Reminder: Oswalda kills her two sons under the belief that they betrayed her, and she clearly favored one over the other. You can do dark and twisted without making us glad they were at least her adult kids. That’s not exactly praising your mother-in-law when you claim that you based your performance on her. The voice? Maybe, and it could be the writer’s fault for how she put it together, but it does sound like you thought the mother of your husband (I checked because it’s modern Hollywood–but that was Wikipedia so who knows?) was a crazed mommy. She also used a missile launcher to take out her “business” rival and the police station. She’s not exactly stable, is she?
“I’m like a magpie, I use everything that I come across. It’s definitely a homage to her but that was just the kicking off point. The Penguin is really evil and it was fun to have this kind of blousy way of speaking – that helps underpin how deeply terrible and psychopathic she is.” Maybe let’s not get on the wrong side of Driver’s mother-in-law too then!
That’s the real takeaway, and we’ve seen it time and again.
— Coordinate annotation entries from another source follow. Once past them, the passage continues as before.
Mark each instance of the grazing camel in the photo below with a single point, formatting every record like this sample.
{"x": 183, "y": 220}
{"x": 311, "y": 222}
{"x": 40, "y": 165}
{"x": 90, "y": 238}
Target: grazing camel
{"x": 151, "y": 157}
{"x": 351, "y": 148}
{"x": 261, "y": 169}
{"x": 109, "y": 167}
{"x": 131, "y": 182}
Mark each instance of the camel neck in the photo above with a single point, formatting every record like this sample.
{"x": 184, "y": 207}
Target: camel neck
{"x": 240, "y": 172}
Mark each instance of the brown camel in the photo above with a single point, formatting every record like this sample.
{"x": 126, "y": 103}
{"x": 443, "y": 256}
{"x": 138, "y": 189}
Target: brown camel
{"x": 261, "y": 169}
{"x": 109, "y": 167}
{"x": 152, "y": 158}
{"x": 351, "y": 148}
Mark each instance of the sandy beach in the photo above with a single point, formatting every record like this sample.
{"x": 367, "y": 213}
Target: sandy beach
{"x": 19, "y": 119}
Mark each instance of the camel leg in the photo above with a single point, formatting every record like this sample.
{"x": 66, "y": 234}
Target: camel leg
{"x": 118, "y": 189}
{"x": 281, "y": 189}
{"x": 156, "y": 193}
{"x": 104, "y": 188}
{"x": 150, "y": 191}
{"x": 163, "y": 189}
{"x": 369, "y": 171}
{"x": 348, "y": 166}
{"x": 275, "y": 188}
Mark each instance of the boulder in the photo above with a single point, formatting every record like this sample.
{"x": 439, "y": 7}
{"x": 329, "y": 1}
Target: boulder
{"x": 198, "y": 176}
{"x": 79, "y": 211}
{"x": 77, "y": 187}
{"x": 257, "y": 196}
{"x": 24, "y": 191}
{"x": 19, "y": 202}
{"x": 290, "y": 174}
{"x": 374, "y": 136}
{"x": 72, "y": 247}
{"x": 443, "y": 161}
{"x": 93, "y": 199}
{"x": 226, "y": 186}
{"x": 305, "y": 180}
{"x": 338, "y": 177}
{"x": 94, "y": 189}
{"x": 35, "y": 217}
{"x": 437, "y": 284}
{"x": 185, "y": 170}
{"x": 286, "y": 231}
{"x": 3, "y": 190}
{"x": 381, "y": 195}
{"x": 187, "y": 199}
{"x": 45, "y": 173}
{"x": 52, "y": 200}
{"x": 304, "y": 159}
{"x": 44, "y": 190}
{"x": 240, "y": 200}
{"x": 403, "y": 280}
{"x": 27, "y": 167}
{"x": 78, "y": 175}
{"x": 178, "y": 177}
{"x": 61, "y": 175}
You enjoyed playing that version and you’re mad nobody liked it for reasons that have nothing to do with you. Even the Titans cast admitted they liked the characters they played without insisting, sight clearly unseen, that those were how the characters were always depicted. They at least owned up more or less to not caring about how the characters were depicted before their version. Pretending “they were always like this” is the new way writers, directors, producers, and performers try to fool people into loving their work indisputably. The problem is you’re going against people who know this character better than you, and no cries of “media literacy” from people who used a wiki…badly, as I demonstrated with the Silver Surfer gender-swap coming to the MCU…to find the one piece of evidence they can find to praise themselves is going to make your version accurate to anyone. You are literally the first female Penguin in the DC multiverse.
It’s amazing how people who know nothing about these characters think they can educate people who grew up with them. That’s why their stories are failing and their adaptations suck.